32 intavolai il mio secondo raggiro
Misi in atto, organizzai, il mio secondo piccolo imbroglio.

33 permissione
Il permesso.

34 aio
Il precettore che accompagnava Alfieri, ancora troppo giovane per viaggiare da solo, della cui tutela l’autore cerca di liberasi.

35 cagionasse
Procurasse, cagione.

36 dovrei
Avrei dovuto, condizionale presente.

37 tirarmi innanzi
Avanzare, proseguire, innanzi: avverbio di luogo.

38 *
Qualsiasi impiego sembra a Alfieri una servitù, la carriera diplomatica è la meno serva, il tipo di professione che, gli sembra, potrebbe lasciargli più libertà.
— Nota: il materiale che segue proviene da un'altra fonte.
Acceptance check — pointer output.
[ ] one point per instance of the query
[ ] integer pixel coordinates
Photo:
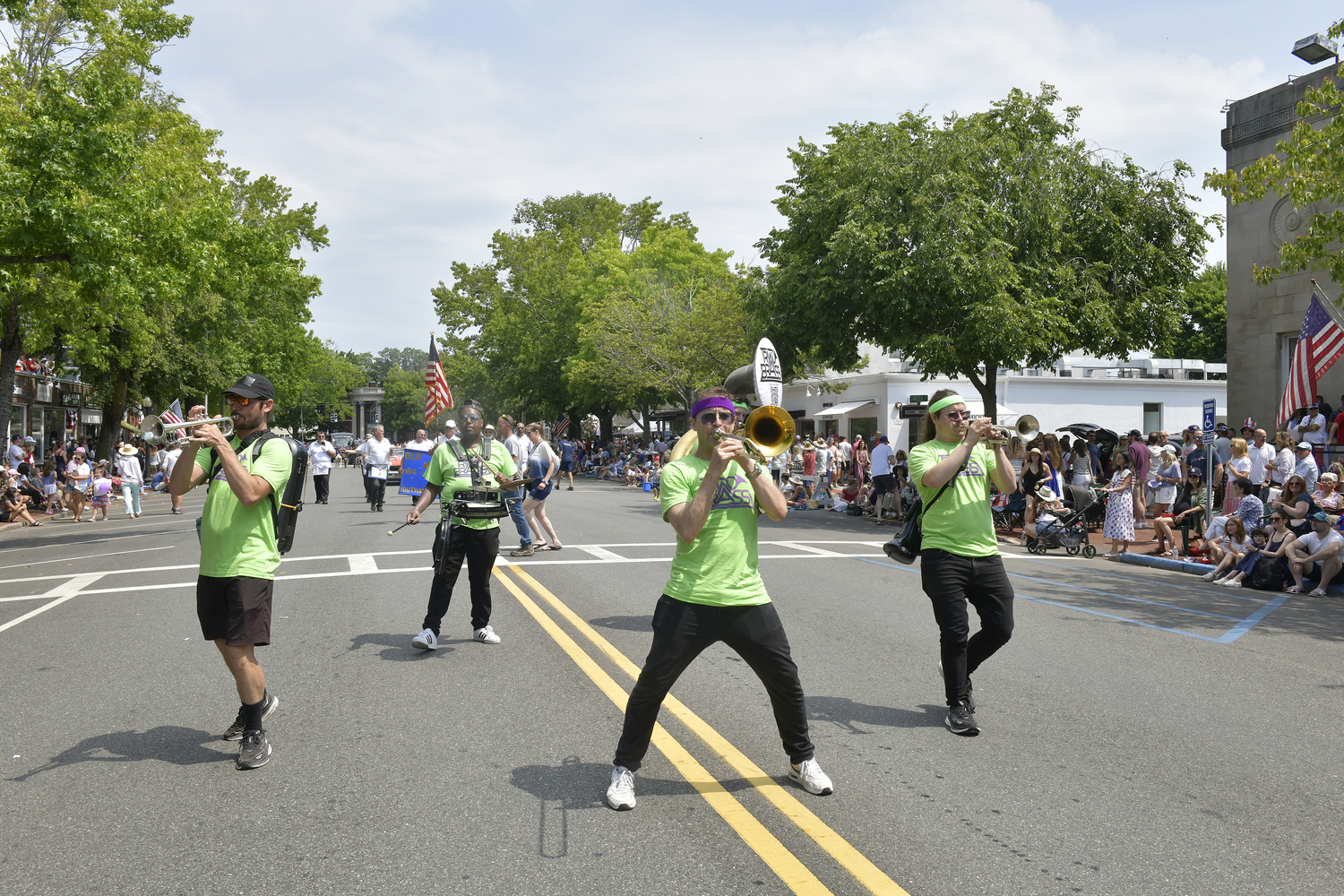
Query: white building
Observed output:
(1120, 395)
Considera dunque questa possibilità che però non si avvererà dato il suo scarso impegno negli studi politici.

39 grave di costumi
Alfieri si è sempre comportato in modo pacato e austero.

40 ed
Polisindeto.

41 sapendolo
Ha sbagliato sapendo di sbagliare, era consapevole dei propri errori.

42 *
Non credevo di possedere alcuna capacità, non credevo di saper fare niente di buono.

43 mi desiderassi
Pronomi riflessivi.

44 atteso che
Dato che, nesso causale.

45 vecchio
Il vecchio aio.

46 pupilli
Gli allievi affidati al precettore, gli altri compagni di Alfieri in questo suo viaggio.

47 differire
Rimandare il viaggio.

48 altrimenti
Ulteriormente.

49 in Napoli
lo stato in luogo, con nome di città, è introdotto dalla preposizione “in”. Oggi questo uso è ristretto al linguaggio burocratico.